Book Notes
Gabe Lyons, The Next Christians; The Good News About the End of Christian America. How a New Generation is Restoring the Faith (New York: Doubleday, 2010), 230pp.
Back in 2007 David Kinnaman and Gabe Lyons published a book called UnChristian; What a New Generation Really Thinks About Christianity. The book, based upon a three-year Barna study, documented how sixteen to twenty-nine year olds view Christians with hostility, resentment and disdain. According to their study, here are the percentages of people outside the church who think that the following words describe present-day Christianity:
* antihomosexual 91%
* judgmental 87%
* hypocritical 85%
* old-fashioned 78%
* too political 75%
* out of touch with reality 72%
* insensitive to others 70%
* boring 68%
It would be hard to overestimate, wrote Kinnaman, "how firmly people reject — and feel rejected by — Christians" (19). Or think about it this way, he suggested: "When you introduce yourself as a Christian to a friend, neighbor, or business associate who is an outsider, you might as well have it tattooed on your arm: antihomosexual, gay-hater, homophobic. I doubt you think of yourself in these terms, but that's what outsiders think of you" (93).
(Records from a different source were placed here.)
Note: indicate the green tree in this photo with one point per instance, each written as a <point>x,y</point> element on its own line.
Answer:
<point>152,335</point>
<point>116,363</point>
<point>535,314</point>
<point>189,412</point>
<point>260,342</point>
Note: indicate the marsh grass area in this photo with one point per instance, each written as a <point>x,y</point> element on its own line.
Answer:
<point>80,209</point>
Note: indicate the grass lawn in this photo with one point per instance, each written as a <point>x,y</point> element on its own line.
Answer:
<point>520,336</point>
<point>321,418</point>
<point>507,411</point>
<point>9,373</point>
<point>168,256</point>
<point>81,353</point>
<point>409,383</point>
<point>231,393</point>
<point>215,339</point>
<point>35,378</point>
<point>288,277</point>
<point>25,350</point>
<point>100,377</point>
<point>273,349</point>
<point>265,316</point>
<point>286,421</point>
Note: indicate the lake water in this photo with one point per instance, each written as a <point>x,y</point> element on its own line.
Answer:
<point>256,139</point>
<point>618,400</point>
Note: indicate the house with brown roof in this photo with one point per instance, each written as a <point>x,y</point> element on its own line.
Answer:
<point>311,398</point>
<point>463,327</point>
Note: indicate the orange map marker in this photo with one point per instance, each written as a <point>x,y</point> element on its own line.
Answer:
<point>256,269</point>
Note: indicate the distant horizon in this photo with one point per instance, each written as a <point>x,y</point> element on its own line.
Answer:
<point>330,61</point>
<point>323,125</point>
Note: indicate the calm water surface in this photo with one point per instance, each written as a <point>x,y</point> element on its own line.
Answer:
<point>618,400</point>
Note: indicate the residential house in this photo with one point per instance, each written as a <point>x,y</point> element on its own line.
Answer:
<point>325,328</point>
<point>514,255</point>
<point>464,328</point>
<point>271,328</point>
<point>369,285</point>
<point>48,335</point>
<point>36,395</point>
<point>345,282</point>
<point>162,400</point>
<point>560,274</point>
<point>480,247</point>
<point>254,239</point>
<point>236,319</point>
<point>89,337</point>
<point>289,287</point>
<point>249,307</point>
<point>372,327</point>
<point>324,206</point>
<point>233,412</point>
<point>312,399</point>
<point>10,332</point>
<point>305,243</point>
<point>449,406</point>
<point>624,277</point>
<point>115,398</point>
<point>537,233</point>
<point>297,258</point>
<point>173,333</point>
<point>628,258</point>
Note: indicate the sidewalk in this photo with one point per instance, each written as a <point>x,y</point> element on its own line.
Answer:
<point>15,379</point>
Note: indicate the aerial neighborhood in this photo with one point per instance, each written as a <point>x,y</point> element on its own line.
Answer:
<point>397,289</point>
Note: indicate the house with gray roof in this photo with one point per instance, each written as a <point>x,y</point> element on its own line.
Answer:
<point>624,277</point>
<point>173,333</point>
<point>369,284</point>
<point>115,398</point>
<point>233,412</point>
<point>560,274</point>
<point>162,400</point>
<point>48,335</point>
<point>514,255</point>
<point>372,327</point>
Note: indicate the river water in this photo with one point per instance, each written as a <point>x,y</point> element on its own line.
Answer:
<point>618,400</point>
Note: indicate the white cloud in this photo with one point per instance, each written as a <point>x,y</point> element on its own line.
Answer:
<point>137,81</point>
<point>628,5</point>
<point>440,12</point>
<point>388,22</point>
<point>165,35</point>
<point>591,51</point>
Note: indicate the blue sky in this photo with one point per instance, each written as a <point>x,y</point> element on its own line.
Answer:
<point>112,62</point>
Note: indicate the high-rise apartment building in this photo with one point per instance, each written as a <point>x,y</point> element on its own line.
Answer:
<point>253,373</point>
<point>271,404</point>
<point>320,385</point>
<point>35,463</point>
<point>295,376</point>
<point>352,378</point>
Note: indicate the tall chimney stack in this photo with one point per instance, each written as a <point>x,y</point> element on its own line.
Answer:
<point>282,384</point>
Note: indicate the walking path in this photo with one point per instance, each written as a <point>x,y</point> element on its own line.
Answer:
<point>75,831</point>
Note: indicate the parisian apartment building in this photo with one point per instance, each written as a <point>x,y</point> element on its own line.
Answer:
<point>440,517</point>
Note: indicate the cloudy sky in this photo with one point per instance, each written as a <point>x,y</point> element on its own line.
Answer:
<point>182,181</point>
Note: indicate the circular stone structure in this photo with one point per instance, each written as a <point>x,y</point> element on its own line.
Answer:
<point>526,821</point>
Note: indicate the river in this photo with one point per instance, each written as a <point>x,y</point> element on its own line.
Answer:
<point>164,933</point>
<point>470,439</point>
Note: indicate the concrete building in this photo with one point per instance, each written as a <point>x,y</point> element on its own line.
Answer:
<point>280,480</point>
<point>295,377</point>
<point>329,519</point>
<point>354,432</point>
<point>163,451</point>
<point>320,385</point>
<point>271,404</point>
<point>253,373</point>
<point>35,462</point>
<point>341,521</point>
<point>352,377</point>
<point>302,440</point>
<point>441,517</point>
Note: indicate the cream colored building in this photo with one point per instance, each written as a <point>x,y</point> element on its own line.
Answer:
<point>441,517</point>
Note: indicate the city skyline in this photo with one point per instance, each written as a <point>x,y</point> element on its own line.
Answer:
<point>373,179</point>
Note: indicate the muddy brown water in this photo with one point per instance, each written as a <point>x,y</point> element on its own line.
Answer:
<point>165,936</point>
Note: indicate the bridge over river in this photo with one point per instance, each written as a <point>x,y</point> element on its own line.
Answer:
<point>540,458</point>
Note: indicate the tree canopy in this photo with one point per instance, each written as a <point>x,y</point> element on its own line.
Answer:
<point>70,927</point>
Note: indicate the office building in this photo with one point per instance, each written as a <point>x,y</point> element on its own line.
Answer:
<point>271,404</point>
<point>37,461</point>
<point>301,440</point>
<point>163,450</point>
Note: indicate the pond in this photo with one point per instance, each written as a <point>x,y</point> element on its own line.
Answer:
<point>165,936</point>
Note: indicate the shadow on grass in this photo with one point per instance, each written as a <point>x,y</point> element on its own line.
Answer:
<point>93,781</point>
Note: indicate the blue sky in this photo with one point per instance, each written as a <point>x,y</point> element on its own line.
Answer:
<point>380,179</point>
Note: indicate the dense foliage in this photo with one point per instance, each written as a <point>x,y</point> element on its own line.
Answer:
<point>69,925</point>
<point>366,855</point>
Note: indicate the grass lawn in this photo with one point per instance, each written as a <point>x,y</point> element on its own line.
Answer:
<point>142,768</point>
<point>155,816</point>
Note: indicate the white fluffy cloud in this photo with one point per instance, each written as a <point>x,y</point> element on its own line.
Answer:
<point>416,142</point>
Lyons begins his newer book by recalling how he viewed the Barna study with embarrassment but also empathy. But that was then, and times have changed. "I believe this moment is unlike any other time in history" (p. 11). And at the end of the book: "the Christian movement is entering a time of transformation on a par with the Protestant Reformation" (p. 189). That's because, in his view, "Christian America" (never carefully defined) has died, and a new narrative has taken its place. "It's impossible for me to overstate this reality" (p. 19), that we now live in an age that is marked by three "unprecedented" cultural characteristics. We are now pluralistic, post-modern, and post-Christian.
According to Lyons, Christians have interacted with culture in ways that are either "separatist" or "cultural." But transcending these two ways are the new "restorers." In the bulk of the book Lyons describe this vanguard of believers by devoting one chapter to each of their six characteristics. The "restorers" are (1) provoked, not offended; (2) creators, not critics; (3) called, not employed; (4) grounded, not distracted; (5) in community, not alone; and (6) countercultural, not "relevant." Lyons makes his case by lots of anecdotal story-telling (one of the best parts about the book).
I was predisposed to appreciate this book because I liked his last one, but it has lots of problems. The bad old days of "Christian America" are by no means over. I suspect that if Barna repeated the empirical study the negative images of Christianity would remain high. As for the good news of a new narrative on an epic scale that rivals the Reformation, how could one ever know that? There's also a revealing and unstated presumption in Lyon's perspective: the book describes white Protestant evangelicals in America. This ignores dozens of other groups around the world, and presumes that no one, or at least very few Christians, have embodied the six characteristics of the "restorers." The simple bibliography reveals a narrow purview. Still, Lyons is well-placed to discern at least some changes among some believers, and the ones he identifies in this book represent genuinely good news.